Expertise & Qualifications
- Investor perspective and capital allocation discipline; commercial real estate expertise; transformative value creation across asset-light strategies and portfolio deployment.
- Board-level fit with JACK’s “JACK on Track” strategy centered on returning to a simplified, asset-light business model.
Equity Ownership
Initial beneficial ownership (Form 3 filed November 14, 2025).
| Title of Security | Amount of Securities Beneficially Owned | Ownership Form | Nature of Indirect Beneficial Ownership |
|---|---|---|---|
| Common Stock | 140,646 | Indirect | By The Alan Smolinisky Trust |
| Common Stock | 10,000 | Indirect | By The Mario Smolinisky Marital Trust under the Smolinisky Family Trust |
| Common Stock | 8,200 | Indirect | By The Mario Smolinisky Bypass Trust under the Smolinisky Family Trust |
| Common Stock | 8,500 | Indirect | By The Caroline Smolinisky Living Trust |
| Common Stock | 2,000 | Indirect | By The Carol Smolinisky Living Trust |
| Common Stock | 1 | Indirect | By daughter |
| Common Stock | 1 | Indirect | By daughter |
| Common Stock | 1 | Indirect | By son |
| Aggregate beneficial holdings across listed accounts | 169,349 (sum of above) | Indirect | As detailed above |
- Pledging/hedging: Company prohibits directors from hedging, pledging, or holding stock in margin accounts; no pledging disclosed in the Form 3 filing.
- Ownership guidelines: Directors must own an amount equal to 5x the annual Board cash retainer; must hold at least 50% of after-tax shares from RSU vesting until guideline met; “reasonable period after joining” to meet.
Governance Assessment
- Strengths: Independent appointment; chair of Capital Allocation Committee (directly tied to capital deployment and asset-light strategy); robust corporate governance framework including majority voting, independent Chair, prohibition on hedging/pledging, and clawback policy. These practices support board effectiveness and investor alignment.

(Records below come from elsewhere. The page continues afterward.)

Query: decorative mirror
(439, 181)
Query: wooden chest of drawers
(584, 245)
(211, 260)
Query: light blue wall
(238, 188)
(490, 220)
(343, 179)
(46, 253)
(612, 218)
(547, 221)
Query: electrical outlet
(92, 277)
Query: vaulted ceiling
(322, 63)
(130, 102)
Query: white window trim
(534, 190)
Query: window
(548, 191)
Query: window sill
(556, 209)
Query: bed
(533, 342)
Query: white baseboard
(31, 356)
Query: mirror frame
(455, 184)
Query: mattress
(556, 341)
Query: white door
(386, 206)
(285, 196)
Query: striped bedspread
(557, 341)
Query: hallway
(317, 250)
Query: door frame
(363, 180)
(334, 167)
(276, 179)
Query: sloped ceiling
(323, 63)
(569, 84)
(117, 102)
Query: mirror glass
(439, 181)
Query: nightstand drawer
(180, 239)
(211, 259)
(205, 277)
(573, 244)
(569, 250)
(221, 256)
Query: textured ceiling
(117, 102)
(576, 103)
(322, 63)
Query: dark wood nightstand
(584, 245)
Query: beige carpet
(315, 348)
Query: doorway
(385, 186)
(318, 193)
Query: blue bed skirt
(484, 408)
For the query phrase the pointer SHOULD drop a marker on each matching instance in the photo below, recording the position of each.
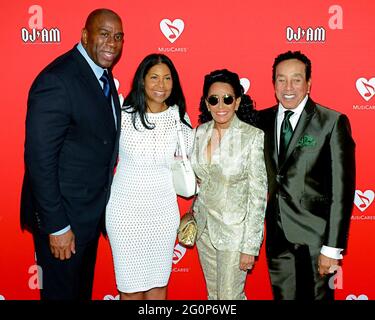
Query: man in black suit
(71, 146)
(310, 160)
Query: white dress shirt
(334, 253)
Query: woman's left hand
(246, 262)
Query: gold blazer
(233, 187)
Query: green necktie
(286, 132)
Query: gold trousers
(224, 279)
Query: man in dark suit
(310, 160)
(71, 146)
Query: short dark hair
(135, 101)
(245, 110)
(292, 55)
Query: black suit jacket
(313, 189)
(71, 149)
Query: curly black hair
(292, 55)
(246, 111)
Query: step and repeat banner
(199, 36)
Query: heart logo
(366, 88)
(363, 199)
(111, 297)
(178, 253)
(245, 83)
(354, 297)
(172, 30)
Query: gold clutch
(188, 229)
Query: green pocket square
(306, 141)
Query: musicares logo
(363, 199)
(111, 297)
(366, 88)
(172, 30)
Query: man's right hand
(62, 246)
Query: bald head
(100, 12)
(102, 37)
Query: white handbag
(184, 180)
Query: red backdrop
(199, 36)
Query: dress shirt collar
(98, 71)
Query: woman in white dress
(142, 215)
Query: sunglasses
(214, 99)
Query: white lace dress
(142, 215)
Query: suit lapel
(271, 137)
(303, 122)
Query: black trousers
(293, 270)
(70, 279)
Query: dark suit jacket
(71, 148)
(313, 189)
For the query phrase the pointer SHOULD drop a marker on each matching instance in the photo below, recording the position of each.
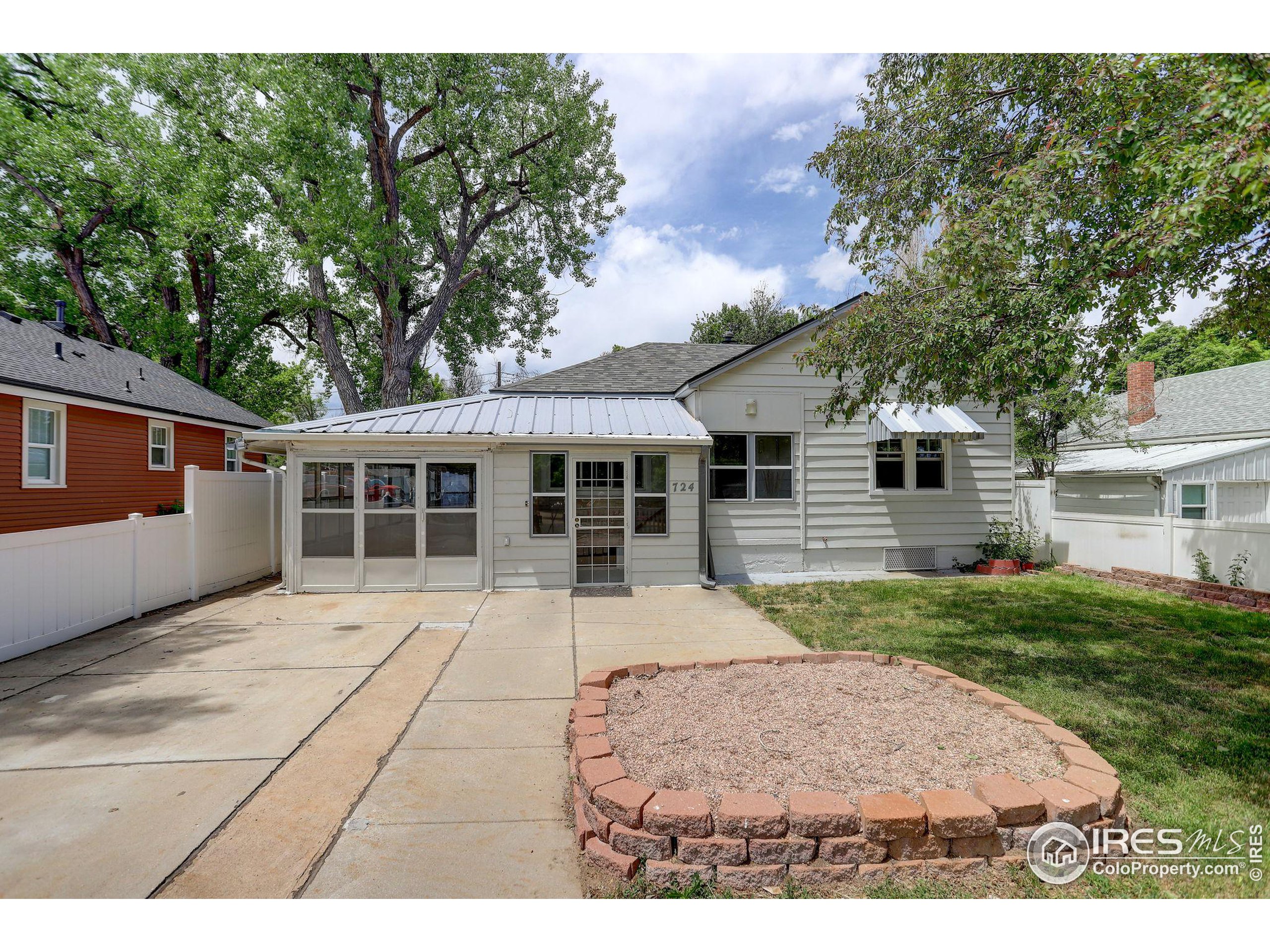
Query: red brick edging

- Alignment: Significant beneficial ownership across family trusts indicates skin-in-the-game; director stock ownership policy requires meaningful holdings and ongoing retention.
- RED FLAGS / Watch items:
- Cooperation agreement terms grant GreenWood notable influence during the covered period (Board size cap at 10; right to designate a replacement if Smolinisky departs while ≥5% ownership is maintained), raising potential independence/perceived conflict considerations.
- Confidentiality agreement permits Smolinisky to share certain confidential information with GreenWood—monitor for information-sharing safeguards and committee-level protocols to mitigate conflicts.
- Compensation program signals: 2024 director pay levels were increased to align around the 50th percentile vs peer group; equity remains time-vested RSUs (no performance metrics), which is typical for directors but reduces performance-conditioning.
Attendance: Fiscal 2024 Board attendance exceeded 75% for all directors serving that year (Board held four meetings). Smolinisky’s attendance will be reportable beginning with fiscal 2025/2026 cycles.